By Susan Owens, Huffington Post



Chinese social media is a revolving door.








YAO CHEN




Yao Chen. Photo from Getty Images.


Multiple platforms on the mainland mimic Western sites like Twitter, YouTube and Facebook, which are banned in China.



In their place are Weibo, Youku and the rapid-fire star, WeChat.



They are the social media platforms that sway consumer choices — and a powerful megaphone for European and American luxury brands.



Dominated by a generation born after 1975, these are the voices of the chattering offspring of the “one-child policy” who find the “big sisters” they might not have, online.



Their conversations endorse and sway each other’s choices and purchases.

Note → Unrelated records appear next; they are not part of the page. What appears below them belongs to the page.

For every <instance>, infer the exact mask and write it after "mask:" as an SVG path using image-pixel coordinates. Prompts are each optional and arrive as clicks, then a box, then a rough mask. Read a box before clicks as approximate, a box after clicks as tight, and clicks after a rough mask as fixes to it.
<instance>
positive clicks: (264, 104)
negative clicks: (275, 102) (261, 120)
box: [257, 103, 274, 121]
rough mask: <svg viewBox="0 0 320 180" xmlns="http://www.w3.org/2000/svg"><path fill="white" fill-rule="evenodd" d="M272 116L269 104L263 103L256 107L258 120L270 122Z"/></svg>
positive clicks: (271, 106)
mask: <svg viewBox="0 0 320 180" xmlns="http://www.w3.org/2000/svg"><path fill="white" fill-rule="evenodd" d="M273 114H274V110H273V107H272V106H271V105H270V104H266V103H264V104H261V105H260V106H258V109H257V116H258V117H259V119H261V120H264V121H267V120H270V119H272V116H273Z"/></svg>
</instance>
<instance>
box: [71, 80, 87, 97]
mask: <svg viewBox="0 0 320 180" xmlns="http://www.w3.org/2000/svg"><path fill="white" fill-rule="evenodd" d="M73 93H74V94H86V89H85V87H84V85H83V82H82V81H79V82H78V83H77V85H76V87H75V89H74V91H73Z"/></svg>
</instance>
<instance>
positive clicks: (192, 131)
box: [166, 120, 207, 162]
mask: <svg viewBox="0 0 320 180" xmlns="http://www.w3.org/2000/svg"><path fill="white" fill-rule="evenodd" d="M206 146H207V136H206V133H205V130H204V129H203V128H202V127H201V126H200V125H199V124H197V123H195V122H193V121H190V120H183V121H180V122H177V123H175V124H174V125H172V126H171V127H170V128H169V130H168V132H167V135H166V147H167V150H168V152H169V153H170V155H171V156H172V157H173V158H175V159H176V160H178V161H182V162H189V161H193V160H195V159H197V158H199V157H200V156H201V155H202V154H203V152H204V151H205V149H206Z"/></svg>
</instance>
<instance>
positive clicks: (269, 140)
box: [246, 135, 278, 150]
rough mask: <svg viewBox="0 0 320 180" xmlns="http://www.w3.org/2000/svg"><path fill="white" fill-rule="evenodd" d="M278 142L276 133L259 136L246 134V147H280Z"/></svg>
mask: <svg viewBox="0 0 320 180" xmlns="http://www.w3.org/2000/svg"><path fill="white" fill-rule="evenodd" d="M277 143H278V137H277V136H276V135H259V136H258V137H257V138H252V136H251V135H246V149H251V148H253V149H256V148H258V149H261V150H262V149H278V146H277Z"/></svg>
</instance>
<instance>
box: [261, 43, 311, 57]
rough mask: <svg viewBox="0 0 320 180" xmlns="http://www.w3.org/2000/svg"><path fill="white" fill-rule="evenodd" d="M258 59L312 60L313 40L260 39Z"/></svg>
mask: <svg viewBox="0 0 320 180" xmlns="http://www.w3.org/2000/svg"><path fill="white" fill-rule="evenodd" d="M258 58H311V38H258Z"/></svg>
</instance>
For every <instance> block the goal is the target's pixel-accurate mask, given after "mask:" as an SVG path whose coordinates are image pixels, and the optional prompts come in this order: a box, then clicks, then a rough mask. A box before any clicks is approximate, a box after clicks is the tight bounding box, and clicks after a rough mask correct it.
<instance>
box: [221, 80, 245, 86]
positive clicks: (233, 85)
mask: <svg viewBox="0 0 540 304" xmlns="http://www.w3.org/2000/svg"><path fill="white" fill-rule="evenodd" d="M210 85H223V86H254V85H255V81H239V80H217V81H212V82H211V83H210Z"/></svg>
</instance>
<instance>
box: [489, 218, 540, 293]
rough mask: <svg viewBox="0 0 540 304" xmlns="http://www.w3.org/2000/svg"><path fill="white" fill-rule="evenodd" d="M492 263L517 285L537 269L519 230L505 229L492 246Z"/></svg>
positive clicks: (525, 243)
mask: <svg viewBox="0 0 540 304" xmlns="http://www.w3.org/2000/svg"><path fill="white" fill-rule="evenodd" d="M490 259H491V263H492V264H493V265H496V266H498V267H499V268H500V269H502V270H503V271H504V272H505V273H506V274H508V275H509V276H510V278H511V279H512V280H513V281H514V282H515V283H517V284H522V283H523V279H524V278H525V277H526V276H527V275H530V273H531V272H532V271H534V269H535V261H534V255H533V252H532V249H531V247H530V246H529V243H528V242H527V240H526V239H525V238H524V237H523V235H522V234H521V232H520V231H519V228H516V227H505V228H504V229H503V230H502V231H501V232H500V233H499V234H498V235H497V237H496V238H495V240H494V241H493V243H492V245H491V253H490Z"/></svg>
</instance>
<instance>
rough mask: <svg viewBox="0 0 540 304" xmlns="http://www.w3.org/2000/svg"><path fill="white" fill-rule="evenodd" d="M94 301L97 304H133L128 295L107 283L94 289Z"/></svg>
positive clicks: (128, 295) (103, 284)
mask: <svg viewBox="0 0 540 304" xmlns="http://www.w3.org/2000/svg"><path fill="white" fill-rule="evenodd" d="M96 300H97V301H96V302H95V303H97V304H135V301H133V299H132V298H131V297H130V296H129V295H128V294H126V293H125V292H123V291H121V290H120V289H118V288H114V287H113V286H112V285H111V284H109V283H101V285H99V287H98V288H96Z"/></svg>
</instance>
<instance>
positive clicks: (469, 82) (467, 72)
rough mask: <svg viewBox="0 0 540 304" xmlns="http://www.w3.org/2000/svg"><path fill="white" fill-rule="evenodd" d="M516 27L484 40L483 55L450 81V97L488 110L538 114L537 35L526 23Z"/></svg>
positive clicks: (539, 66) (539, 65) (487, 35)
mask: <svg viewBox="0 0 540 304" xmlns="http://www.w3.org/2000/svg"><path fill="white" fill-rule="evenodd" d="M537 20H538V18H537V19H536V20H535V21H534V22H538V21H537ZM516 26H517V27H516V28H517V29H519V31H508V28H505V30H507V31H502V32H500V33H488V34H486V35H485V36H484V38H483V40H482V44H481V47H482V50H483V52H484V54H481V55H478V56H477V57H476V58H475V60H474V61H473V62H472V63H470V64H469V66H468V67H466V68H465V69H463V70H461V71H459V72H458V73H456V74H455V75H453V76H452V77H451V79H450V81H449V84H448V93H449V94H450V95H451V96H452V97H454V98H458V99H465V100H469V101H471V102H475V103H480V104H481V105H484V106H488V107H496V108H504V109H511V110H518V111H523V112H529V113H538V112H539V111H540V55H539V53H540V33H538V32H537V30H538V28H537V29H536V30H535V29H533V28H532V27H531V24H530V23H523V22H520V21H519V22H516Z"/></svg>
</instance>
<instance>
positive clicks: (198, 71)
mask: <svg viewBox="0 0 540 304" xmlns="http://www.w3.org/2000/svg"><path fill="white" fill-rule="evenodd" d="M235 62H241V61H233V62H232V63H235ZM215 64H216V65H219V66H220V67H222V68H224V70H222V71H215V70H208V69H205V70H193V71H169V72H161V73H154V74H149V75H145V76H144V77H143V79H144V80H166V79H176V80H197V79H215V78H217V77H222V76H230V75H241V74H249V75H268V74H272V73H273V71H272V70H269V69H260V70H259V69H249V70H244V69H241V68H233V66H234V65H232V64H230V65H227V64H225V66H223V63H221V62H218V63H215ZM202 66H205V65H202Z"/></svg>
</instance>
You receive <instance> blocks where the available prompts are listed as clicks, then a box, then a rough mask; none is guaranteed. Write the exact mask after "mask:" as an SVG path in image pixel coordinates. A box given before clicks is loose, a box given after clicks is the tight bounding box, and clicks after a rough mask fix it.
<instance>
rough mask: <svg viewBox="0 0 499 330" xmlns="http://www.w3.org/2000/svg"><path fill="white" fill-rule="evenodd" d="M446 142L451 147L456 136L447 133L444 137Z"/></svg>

And while luxury brands were once reluctant to join the conversation, Chinese social media is now a non-negotiable priority of any marketing plan worth its gilt chain.



As luxury brands make complex choices on their preferred social media platforms, a new social site has emerged, called Bomoda, adding a further choice to the vast social media menu.



Mid-November Bomoda’s mobile iPhone app gave voice to a quarter of a million, young Chinese fashionistas who had already signed on for Bomoda’s newsletter.



The hybrid Instagram-Pinterest-like app offered them the ability to “curate,” tag,” and “favour,” the brands and looks they love.



Think: “I am my own stylist, and I can curate and share my wish list.” It also won corporate interest, with companies like Estee Lauder and Coach taking up positions.



On day one of its launch, Bomoda became the sixth most popular fashion app in China.



As a measure of Bomoda’s success, Benedicte Bro-Cassard, a Beijing-based fashion blogger for Le Monde newspaper in France and Vogue China, garnered over 7,000 fans in eight weeks for her personal musings.



Bro-Cassard’s following reflects the mood among Chinese luxury consumers, who are much younger than their Western counterparts, increasingly shop abroad and have a voracious appetite for news and views from fashion’s front row — where Bro-Cassard sits.



Brian Buchwald, Bomoda’s co-founder and a former NBC executive, believes Chinese consumers’ spending power often outstrips their confidence, hence the incessant exchange of information on social media.